The right reverend Prelate is absolutely right to emphasise the need to support those working in agriculture in their various countries. It is striking that 75% of the world’s population live in rural settings dependent on agriculture, and we are acutely aware that they are very vulnerable. People in developing countries spend 60% of their income on food, unlike in the UK, where the figure is about 10%, so one can see how vulnerable people are in these situations. We are targeting our support to try to help smallholding-farmer households and women in particular in those circumstances.
My Lords, will the summit look at the consequences of conflict on food security and, in particular, the fact that the consequences of conflict can sometimes have an unintended impact in neighbouring countries, as we see today in the Sahel region of west Africa? Is it possible for the summit to look at how we address these issues of conflict in the context of dealing with food security?
All these factors interlink. The fragility of some of these countries feeds into their problems in terms of food, and that is clearly the case in the Sahel, where the United Kingdom is supporting the feeding of 400,000 people. We are well aware of how these things interlink and I am sure that that will be part of the discussions at this event.

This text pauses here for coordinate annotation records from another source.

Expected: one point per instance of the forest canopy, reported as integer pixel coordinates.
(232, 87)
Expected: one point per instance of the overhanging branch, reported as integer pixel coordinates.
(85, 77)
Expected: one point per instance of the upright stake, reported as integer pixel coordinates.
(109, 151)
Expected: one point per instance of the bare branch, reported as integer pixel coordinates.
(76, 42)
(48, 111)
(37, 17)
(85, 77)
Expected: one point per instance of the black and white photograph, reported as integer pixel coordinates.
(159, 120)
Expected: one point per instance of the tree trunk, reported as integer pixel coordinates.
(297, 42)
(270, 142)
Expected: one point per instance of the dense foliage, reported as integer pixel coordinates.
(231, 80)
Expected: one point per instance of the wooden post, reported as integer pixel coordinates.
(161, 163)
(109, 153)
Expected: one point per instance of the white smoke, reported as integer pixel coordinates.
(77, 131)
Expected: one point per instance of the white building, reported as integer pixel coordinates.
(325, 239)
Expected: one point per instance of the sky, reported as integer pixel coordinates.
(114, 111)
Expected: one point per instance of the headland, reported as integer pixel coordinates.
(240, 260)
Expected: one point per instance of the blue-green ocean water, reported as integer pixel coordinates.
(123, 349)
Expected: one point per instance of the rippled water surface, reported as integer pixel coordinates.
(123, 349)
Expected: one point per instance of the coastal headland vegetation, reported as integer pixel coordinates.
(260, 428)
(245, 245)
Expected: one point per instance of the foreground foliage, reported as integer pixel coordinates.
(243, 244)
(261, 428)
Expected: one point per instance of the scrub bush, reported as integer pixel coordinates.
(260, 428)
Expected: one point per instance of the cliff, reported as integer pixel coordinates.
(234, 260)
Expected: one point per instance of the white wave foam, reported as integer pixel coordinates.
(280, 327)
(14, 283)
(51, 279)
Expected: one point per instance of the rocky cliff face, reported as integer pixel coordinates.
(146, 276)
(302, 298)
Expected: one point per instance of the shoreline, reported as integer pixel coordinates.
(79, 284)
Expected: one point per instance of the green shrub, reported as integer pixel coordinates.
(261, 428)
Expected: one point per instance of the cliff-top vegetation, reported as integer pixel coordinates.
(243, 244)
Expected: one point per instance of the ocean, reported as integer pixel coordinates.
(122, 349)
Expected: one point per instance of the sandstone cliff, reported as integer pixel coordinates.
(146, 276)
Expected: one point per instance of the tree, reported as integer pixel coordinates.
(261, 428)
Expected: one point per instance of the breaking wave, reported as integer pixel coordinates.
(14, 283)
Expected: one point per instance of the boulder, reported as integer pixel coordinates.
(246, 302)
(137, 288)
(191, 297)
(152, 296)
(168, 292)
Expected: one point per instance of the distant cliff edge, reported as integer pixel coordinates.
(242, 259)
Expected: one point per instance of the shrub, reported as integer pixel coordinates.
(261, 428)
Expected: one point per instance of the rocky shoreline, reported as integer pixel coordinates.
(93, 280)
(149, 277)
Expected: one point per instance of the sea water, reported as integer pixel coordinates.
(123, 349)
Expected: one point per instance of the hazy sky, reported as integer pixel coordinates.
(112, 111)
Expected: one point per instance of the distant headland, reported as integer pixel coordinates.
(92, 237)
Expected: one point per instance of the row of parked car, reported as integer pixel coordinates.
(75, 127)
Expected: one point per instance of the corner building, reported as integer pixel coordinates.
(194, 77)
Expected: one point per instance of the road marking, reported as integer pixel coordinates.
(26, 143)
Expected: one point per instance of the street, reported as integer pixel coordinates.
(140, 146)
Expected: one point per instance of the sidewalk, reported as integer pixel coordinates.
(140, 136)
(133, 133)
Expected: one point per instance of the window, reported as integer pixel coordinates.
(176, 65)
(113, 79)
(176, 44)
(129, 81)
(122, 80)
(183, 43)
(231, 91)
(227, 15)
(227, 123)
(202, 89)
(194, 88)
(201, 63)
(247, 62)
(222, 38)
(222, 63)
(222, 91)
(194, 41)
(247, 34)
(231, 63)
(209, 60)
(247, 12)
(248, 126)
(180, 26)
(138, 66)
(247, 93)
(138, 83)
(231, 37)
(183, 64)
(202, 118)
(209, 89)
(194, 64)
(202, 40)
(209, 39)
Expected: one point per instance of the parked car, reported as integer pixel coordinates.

I welcome this initiative as an important part of the legacy of the Games, but is my noble friend aware that the number of obese people globally is approximately the same as the number of those who are malnourished, hungry or stunted? While the latter group is, thankfully, reducing in number, partly because of well-targeted aid, the number of obese people is growing exponentially, with enormous additional costs in relation to health and health services internationally.
That is why it is extremely important that we support education. That is what we do, as can be seen in, for example, Bangladesh. Although here we are addressing the need to reduce undernutrition, obviously the rise in the incidence of obesity that my noble friend has just flagged up is also a concern, although not among the same populations. It is extremely important that education is supported so that people can address both those areas.